Em 2000, Gates criou a Fundação Bill & Melinda Gates, com o objetivo de ampliar o acesso à saúde, educação e tecnologia em escala global. Warren Buffett, já então uma referência em investimentos e filantropia, foi um dos grandes incentivadores da iniciativa.

Seis anos depois, o gesto de confiança veio em números: Buffett anunciou que doaria 99% de sua fortuna para causas sociais, sendo a fundação de Gates a principal beneficiária. Entre 2006 e 2023, suas contribuições somaram pelo menos US$ 39 bilhões, considerando a valorização das ações da Berkshire Hathaway repassadas ao longo dos anos.

O impacto da aliança foi além das doações. Em 2010, os dois anunciaram publicamente o Giving Pledge, um compromisso ético que convida bilionários a doarem a maior parte de suas fortunas em vida ou por testamento. Desde então, mais de 240 signatários aderiram à iniciativa, com promessas que já somam cerca de US$ 600 bilhões.

Durante a pandemia de covid-19, a parceria se intensificou. Gates e Buffett passaram a se reunir semanalmente por videochamada. As conversas, previstas para uma hora, ultrapassavam frequentemente o tempo estimado. Gates chegou a chamá-lo de seu “conselheiro científico”.

Mas o tom da relação mudou.

Em 2021, pouco após o anúncio do divórcio entre Bill e Melinda Gates, Buffett se retirou do conselho da fundação. Ele alegou que sua participação não era mais necessária, embora as doações continuassem.

A decisão marcaria o início de um distanciamento. Fontes próximas a Buffett revelaram incômodos com a burocratização da fundação e comentários de que Gates teria comportamento ríspido com colegas. A revelação de encontros entre Gates e Jeffrey Epstein também abalou a reputação do fundador da Microsoft — e, segundo a imprensa americana, teria impactado a confiança de Buffett.

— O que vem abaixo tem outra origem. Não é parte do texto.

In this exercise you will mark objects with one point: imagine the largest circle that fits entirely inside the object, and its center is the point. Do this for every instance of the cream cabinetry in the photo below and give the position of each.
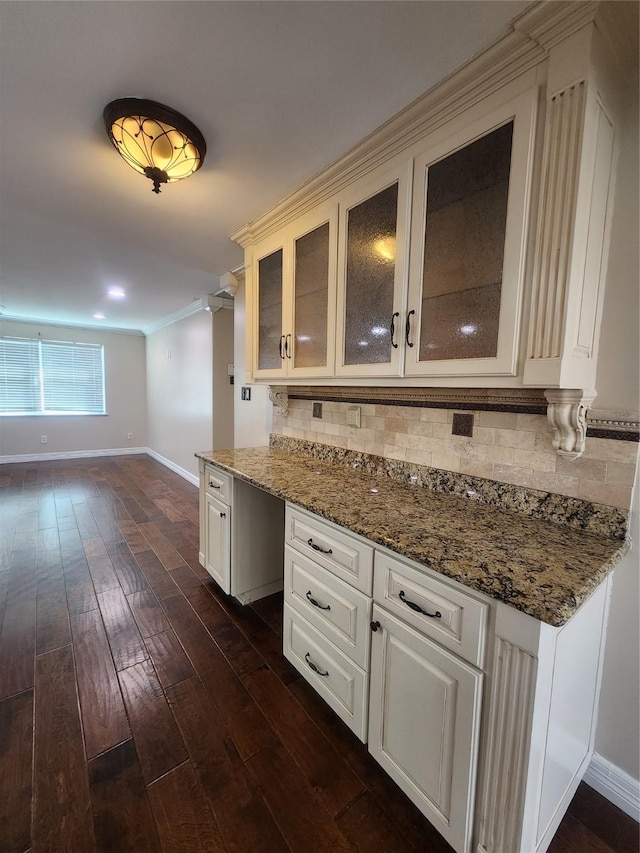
(326, 633)
(295, 275)
(424, 724)
(241, 535)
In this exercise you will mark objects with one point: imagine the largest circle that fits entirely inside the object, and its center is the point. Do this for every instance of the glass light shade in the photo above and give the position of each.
(154, 139)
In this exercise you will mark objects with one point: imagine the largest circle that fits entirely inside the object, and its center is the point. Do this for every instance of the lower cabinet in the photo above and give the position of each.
(218, 542)
(424, 721)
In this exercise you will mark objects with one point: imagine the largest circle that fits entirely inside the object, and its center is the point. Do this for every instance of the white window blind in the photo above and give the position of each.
(51, 377)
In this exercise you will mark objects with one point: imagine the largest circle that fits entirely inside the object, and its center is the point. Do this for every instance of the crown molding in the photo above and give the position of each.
(31, 321)
(193, 308)
(524, 47)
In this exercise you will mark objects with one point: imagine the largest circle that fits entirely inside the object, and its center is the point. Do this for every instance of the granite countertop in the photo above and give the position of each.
(543, 569)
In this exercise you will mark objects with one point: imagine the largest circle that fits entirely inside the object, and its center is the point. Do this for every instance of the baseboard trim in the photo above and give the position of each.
(191, 478)
(72, 454)
(115, 451)
(614, 784)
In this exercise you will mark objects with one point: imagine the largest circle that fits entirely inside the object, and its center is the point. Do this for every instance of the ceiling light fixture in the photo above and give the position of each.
(154, 139)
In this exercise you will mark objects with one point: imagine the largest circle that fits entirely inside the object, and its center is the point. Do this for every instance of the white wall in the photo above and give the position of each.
(618, 386)
(179, 390)
(124, 357)
(252, 418)
(222, 426)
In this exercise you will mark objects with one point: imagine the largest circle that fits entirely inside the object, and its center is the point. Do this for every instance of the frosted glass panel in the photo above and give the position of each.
(311, 298)
(464, 247)
(270, 310)
(371, 254)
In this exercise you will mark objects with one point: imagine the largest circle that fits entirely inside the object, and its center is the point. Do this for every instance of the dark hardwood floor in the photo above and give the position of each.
(141, 709)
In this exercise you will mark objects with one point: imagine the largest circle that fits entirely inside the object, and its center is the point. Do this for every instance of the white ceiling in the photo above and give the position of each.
(278, 89)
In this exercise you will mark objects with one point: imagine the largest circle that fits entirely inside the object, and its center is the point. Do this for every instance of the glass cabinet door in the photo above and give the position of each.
(271, 340)
(468, 241)
(372, 264)
(312, 262)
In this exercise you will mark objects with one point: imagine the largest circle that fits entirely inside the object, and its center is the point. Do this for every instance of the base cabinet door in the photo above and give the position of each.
(424, 719)
(218, 542)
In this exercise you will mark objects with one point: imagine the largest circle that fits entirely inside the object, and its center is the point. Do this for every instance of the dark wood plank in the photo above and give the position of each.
(369, 830)
(122, 816)
(104, 720)
(157, 739)
(248, 728)
(126, 644)
(129, 573)
(169, 659)
(62, 808)
(52, 617)
(235, 646)
(81, 595)
(240, 811)
(604, 819)
(334, 782)
(573, 837)
(148, 613)
(158, 578)
(16, 738)
(161, 546)
(18, 637)
(299, 814)
(182, 813)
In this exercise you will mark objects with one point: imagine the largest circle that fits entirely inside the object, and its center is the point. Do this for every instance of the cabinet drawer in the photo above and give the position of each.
(347, 556)
(340, 682)
(217, 483)
(412, 594)
(337, 610)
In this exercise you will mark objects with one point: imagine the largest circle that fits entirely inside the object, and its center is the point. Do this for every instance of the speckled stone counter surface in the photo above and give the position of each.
(544, 569)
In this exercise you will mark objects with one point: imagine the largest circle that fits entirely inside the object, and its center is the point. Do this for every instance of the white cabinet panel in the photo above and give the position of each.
(340, 682)
(218, 542)
(424, 720)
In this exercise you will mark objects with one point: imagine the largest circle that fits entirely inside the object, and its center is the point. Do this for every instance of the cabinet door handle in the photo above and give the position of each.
(318, 548)
(407, 330)
(392, 329)
(316, 604)
(312, 666)
(417, 607)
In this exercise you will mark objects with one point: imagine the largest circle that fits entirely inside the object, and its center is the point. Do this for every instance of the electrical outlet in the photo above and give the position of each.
(462, 424)
(353, 416)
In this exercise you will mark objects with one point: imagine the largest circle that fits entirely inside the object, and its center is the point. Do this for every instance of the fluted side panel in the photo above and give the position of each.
(562, 148)
(509, 728)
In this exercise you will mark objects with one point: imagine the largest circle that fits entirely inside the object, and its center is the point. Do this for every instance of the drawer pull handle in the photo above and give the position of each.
(316, 604)
(312, 666)
(392, 329)
(417, 607)
(318, 548)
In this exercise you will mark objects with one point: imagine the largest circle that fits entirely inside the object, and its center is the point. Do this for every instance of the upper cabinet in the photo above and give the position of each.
(471, 191)
(294, 274)
(464, 243)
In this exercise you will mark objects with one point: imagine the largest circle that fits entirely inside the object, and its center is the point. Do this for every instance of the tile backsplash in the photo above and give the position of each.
(506, 447)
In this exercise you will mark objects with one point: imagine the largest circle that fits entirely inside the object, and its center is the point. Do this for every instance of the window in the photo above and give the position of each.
(51, 377)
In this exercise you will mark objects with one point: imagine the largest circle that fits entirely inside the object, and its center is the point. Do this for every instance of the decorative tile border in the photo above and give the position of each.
(575, 513)
(624, 426)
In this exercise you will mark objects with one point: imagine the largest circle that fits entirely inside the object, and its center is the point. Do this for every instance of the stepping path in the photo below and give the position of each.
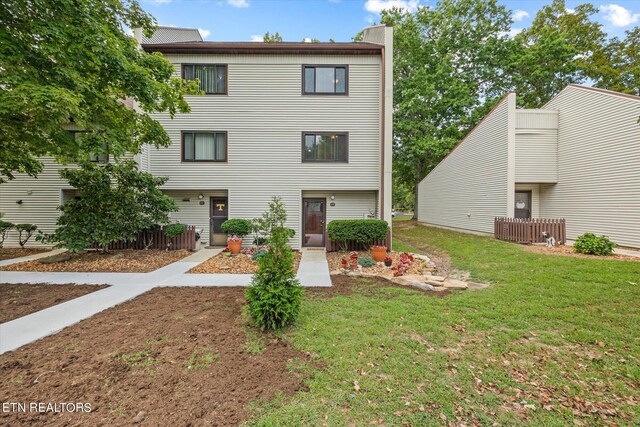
(313, 271)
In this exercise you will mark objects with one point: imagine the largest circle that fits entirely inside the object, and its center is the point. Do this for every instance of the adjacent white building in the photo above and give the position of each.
(576, 158)
(309, 122)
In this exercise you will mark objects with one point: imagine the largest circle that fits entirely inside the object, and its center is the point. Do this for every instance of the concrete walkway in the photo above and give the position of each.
(313, 271)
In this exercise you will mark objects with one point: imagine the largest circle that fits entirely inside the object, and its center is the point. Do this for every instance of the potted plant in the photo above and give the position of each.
(234, 243)
(378, 252)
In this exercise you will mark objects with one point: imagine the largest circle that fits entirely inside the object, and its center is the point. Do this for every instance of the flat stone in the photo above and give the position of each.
(455, 284)
(413, 281)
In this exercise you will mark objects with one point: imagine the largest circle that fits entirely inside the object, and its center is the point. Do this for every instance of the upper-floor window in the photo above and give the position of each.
(102, 157)
(213, 77)
(324, 79)
(204, 146)
(325, 147)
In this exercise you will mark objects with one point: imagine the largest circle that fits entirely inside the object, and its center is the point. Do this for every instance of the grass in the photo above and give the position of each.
(554, 341)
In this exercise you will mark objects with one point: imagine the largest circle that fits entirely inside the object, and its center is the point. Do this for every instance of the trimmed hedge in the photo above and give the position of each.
(589, 243)
(237, 227)
(359, 230)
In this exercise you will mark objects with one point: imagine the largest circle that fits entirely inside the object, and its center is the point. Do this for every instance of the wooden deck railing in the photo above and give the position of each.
(352, 245)
(159, 240)
(529, 230)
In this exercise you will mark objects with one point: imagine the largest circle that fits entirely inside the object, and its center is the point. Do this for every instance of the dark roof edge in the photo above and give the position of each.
(251, 49)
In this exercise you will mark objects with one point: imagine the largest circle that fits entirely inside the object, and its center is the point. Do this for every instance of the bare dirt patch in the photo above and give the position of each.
(22, 299)
(179, 356)
(10, 253)
(417, 266)
(235, 264)
(568, 251)
(129, 261)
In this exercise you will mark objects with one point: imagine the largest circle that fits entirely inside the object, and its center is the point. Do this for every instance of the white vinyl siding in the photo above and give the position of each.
(469, 188)
(265, 115)
(536, 146)
(598, 187)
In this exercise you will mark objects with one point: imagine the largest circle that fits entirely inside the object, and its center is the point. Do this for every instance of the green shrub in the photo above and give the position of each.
(258, 255)
(366, 261)
(359, 230)
(237, 227)
(589, 243)
(5, 227)
(275, 295)
(27, 230)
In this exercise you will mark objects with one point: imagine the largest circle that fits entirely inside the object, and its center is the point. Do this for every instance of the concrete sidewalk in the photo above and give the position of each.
(24, 330)
(313, 271)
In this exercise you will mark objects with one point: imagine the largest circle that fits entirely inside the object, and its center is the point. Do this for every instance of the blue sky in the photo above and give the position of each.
(244, 20)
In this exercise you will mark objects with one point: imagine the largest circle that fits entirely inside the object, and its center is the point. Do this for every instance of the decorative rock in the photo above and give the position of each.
(455, 284)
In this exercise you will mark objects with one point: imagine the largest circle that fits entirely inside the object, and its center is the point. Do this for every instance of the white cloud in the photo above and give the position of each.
(511, 33)
(377, 6)
(618, 16)
(519, 15)
(238, 3)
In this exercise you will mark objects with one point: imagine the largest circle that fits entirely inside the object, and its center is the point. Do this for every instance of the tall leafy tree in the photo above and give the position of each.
(449, 64)
(68, 62)
(116, 202)
(559, 48)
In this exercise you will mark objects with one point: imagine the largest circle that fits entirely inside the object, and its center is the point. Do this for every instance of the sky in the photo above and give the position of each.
(295, 20)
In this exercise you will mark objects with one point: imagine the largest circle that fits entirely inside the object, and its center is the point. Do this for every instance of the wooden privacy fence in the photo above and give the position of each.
(352, 245)
(529, 230)
(159, 240)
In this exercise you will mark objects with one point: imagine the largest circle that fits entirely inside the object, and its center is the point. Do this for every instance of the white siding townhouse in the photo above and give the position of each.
(577, 158)
(309, 122)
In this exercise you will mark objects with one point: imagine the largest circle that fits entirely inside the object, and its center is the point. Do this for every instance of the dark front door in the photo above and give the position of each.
(313, 219)
(219, 213)
(523, 204)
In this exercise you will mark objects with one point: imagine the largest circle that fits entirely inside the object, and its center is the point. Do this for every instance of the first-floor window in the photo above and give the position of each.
(325, 147)
(204, 146)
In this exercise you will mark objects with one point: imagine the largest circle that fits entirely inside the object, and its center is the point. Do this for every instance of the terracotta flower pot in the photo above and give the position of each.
(235, 246)
(379, 253)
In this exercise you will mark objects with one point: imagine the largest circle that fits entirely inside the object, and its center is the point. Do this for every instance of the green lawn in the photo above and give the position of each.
(554, 341)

Em 2023, aconteceu o que parece ser um distanciamento definitivo: Buffett anunciou que, após sua morte, nenhum centavo restante de sua fortuna irá para a fundação Gates. Seus três filhos, que ficaram encarregados da doação do patrimônio, concordaram em seguir esse caminho.

A decisão não revoga as doações em vida, que continuam — como ficou claro neste mês, quando Buffett doou cerca de US$ 6 bilhões em ações da Berkshire, sendo US$ 4,6 bilhões para a fundação de Gates.

Da intimidade ao protocolo

Gates costumava escrever com frequência sobre Buffett em seu blog. Em 2018, publicou fotos de ambos em uma loja de doces em Omaha; em 2019, contou sobre um churrasco informal. Em 2020, dedicou um post inteiro ao aniversário de 90 anos do amigo.

Em 2021 e 2022, os textos passaram a mencionar Buffett apenas em contextos institucionais. Em 2023, Gates não escreveu nenhuma linha sobre o colega. Em 2024, até junho, apenas uma citação — ligada à doação de ações.

Apesar disso, Buffett ainda mantém ações de generosidade. Em junho de 2025, anunciou a doação de US$ 6 bilhões em ações da Berkshire para cinco instituições — a maior fatia, US$ 4,6 bilhões, foi para a Fundação Gates.

Quando Buffett anunciou que deixaria o comando da Berkshire Hathaway, Gates publicou um tributo. “Minha vida mudou no dia em que nos conhecemos. Não só por ele ser um dos maiores investidores da história, mas por ser um amigo e mentor”, escreveu.